A Kondengui , c’est un peu plus de 5000 détenus qui y sont entassés dans un domaine pénitentiaire prévu pour 1000 pensionnaires. L’influence de l’exécutif sur le pouvoir judiciaire fait que plusieurs dossiers n’évoluent pas. C’est le cas des prisonniers de la crise anglophone et du Mouvement pour la Renaissance du Cameroun (Mrc) où des magistrats sont aux ordres.

S’il y a moins de places que de détenus dans nos prisons, c’est aussi à cause de l’attitude de nos juges. Ces derniers font main basse sur la justice. Le nouveau Code de procédure pénal indique pourtant que lorsqu’on a été condamné pour un délit et qu’on dispose d’une résidence connue, alors on peut puiser sa peine étant en liberté. Cette loi n’a jamais été respectée, alors que beaucoup sont en prison pour des délits. Ils sont parqués et nourris comme du bétail dans un environnement de promiscuité détonante et d’insalubrité qui va avec.
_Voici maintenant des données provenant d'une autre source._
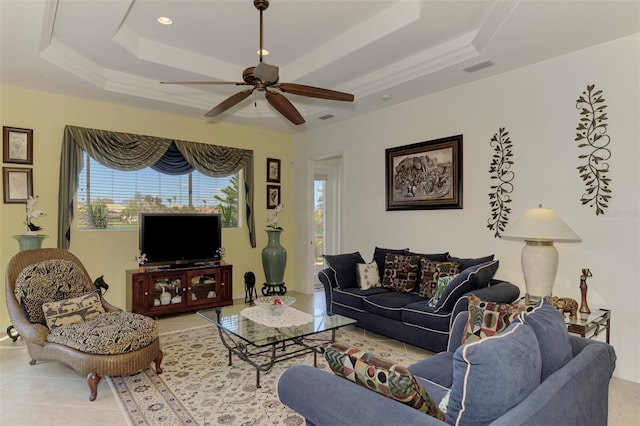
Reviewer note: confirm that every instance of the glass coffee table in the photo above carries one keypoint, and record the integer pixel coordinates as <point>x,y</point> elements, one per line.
<point>262,346</point>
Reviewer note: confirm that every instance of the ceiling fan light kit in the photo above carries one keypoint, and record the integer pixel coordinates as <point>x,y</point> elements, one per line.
<point>265,78</point>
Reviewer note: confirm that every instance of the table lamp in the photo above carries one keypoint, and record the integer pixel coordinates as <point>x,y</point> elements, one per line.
<point>539,228</point>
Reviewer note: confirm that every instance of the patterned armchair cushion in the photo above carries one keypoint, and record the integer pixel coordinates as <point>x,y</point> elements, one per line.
<point>381,376</point>
<point>380,257</point>
<point>111,333</point>
<point>489,318</point>
<point>443,283</point>
<point>72,311</point>
<point>33,309</point>
<point>430,272</point>
<point>368,276</point>
<point>401,272</point>
<point>344,266</point>
<point>44,279</point>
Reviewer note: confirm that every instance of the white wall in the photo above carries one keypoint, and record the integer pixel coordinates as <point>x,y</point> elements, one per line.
<point>536,104</point>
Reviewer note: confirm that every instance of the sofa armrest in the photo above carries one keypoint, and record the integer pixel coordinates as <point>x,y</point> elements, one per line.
<point>497,291</point>
<point>576,394</point>
<point>323,398</point>
<point>328,279</point>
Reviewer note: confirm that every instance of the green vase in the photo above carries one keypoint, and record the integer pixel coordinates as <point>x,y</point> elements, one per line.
<point>29,242</point>
<point>274,258</point>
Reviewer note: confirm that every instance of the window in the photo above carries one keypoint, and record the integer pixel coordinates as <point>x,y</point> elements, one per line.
<point>113,199</point>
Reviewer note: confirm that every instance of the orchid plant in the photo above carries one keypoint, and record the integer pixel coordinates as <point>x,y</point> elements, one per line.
<point>32,213</point>
<point>273,220</point>
<point>140,258</point>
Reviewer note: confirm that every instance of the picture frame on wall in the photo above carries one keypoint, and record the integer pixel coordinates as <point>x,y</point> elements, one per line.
<point>273,196</point>
<point>425,176</point>
<point>273,170</point>
<point>17,145</point>
<point>17,185</point>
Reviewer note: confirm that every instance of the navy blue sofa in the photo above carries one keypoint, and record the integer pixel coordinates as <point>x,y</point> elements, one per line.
<point>519,377</point>
<point>406,316</point>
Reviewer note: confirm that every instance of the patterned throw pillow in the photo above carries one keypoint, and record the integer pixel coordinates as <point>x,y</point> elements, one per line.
<point>489,318</point>
<point>401,272</point>
<point>381,376</point>
<point>443,282</point>
<point>430,272</point>
<point>368,276</point>
<point>72,311</point>
<point>33,309</point>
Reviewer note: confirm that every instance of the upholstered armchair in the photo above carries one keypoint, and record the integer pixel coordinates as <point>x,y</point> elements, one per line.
<point>55,308</point>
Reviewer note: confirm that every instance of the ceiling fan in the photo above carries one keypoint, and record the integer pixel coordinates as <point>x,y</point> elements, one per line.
<point>264,78</point>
Une chose est claire : Si jusqu’aujourd’hui, on ne parvient pas à obéir aux lois qu’on s’est prescrite c’est une faute. Oui c’est la conséquence dramatique de la gouvernance obscurantiste et vénale perpétrée par des individus sans foi ni loi. Ces sicaires zélés qui n’ont d’expérience qu’en matière de politique politicienne, basse et destructrice. Oui ces gens-là qui ont pris le pays en otage, alors qu’ils sont dramatiquement indigents s’agissant de la construction d’un Etat moderne et du développement économique et social du Cameroun. Oui ces personnes qui ont fait porter à Mamadou Mota, le Vice-président du Mrc, le chapeau de leurs incompétences notoires à gérer nos prisons surpeuplées.
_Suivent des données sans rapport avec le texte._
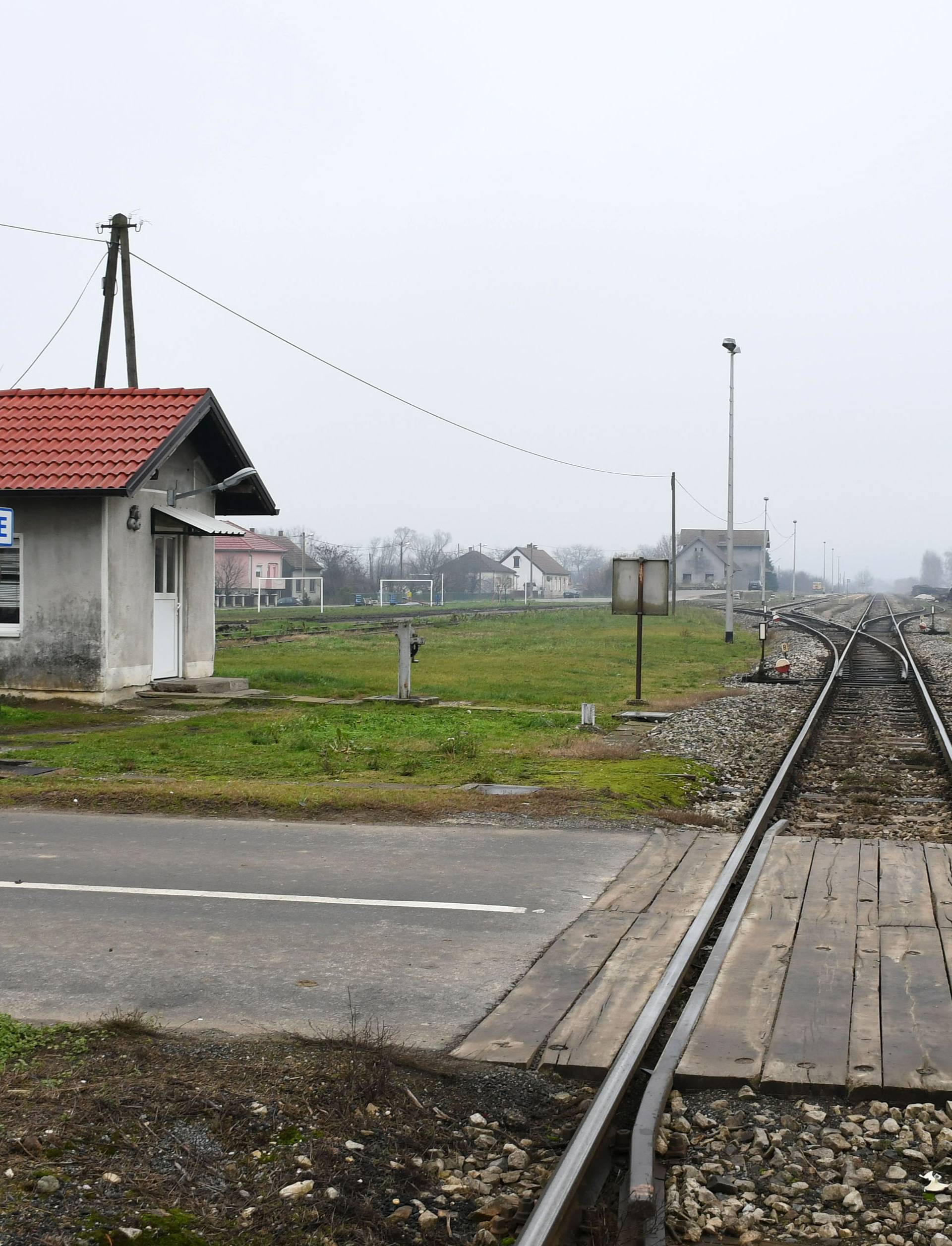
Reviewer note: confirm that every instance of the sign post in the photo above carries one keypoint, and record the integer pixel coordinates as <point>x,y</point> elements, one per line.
<point>640,587</point>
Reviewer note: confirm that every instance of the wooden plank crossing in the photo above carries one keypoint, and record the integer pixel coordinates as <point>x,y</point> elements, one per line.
<point>846,987</point>
<point>580,999</point>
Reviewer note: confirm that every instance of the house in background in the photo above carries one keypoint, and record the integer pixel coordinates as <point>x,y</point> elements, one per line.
<point>246,565</point>
<point>475,575</point>
<point>109,585</point>
<point>703,554</point>
<point>300,571</point>
<point>537,568</point>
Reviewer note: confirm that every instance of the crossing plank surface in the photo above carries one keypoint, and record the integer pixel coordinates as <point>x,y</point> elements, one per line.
<point>644,877</point>
<point>865,1002</point>
<point>810,1042</point>
<point>518,1027</point>
<point>689,884</point>
<point>905,899</point>
<point>590,1037</point>
<point>916,1009</point>
<point>780,887</point>
<point>834,881</point>
<point>940,880</point>
<point>868,895</point>
<point>865,1035</point>
<point>734,1030</point>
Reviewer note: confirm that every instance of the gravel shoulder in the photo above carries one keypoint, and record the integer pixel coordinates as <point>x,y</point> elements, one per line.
<point>748,1167</point>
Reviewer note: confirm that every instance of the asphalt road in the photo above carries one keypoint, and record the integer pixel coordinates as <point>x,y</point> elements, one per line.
<point>280,921</point>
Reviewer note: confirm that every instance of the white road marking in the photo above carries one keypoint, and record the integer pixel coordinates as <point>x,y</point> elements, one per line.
<point>263,895</point>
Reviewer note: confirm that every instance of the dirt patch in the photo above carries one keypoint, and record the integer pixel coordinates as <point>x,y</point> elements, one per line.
<point>344,1139</point>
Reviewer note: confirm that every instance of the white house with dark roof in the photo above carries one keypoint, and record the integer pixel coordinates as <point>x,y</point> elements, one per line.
<point>703,556</point>
<point>110,582</point>
<point>537,568</point>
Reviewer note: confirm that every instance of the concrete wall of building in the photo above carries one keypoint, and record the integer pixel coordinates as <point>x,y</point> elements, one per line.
<point>60,647</point>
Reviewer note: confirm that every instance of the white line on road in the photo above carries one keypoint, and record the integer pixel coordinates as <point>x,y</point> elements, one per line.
<point>265,895</point>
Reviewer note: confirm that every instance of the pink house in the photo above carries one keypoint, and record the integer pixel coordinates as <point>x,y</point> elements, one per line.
<point>244,565</point>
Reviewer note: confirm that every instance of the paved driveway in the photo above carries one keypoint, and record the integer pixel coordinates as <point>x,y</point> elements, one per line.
<point>262,925</point>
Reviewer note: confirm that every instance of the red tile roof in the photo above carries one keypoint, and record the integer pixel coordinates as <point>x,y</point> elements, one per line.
<point>85,437</point>
<point>249,541</point>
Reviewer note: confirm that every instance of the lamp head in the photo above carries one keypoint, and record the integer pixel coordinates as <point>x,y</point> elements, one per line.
<point>238,478</point>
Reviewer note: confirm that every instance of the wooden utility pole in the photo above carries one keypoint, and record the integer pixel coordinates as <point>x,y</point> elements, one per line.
<point>118,251</point>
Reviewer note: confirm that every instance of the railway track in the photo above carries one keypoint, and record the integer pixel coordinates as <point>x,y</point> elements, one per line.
<point>873,758</point>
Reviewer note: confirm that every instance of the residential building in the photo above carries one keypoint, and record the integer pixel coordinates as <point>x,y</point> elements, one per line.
<point>702,558</point>
<point>533,566</point>
<point>475,575</point>
<point>248,565</point>
<point>110,582</point>
<point>300,571</point>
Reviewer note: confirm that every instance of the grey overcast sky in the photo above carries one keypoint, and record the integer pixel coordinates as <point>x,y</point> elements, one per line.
<point>540,220</point>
Combien sont-ils aujourd’hui en prison ces mineurs et adultes en attentes de jugement ? Les images parlent d’elles-mêmes. La vérité qui nous saute à la figure et nous atteint au plus profond de notre fierté de citoyen, est alarmante. Ils sont des milliers de pensionnaires accusés de « petites frappes » en attentes de jugement depuis plusieurs années. Certains sont condamnés à perpétuité. Et d’autre, attendent depuis une dizaine d’années. Tout ça à cause de l’allégorie d’un pays déliquescent, qui a renoncé à l’idée du progrès humain. Ce pays-là qui a réussi l’espoir de transformer ses propres prisons en un camp de concentration sans four crématoire.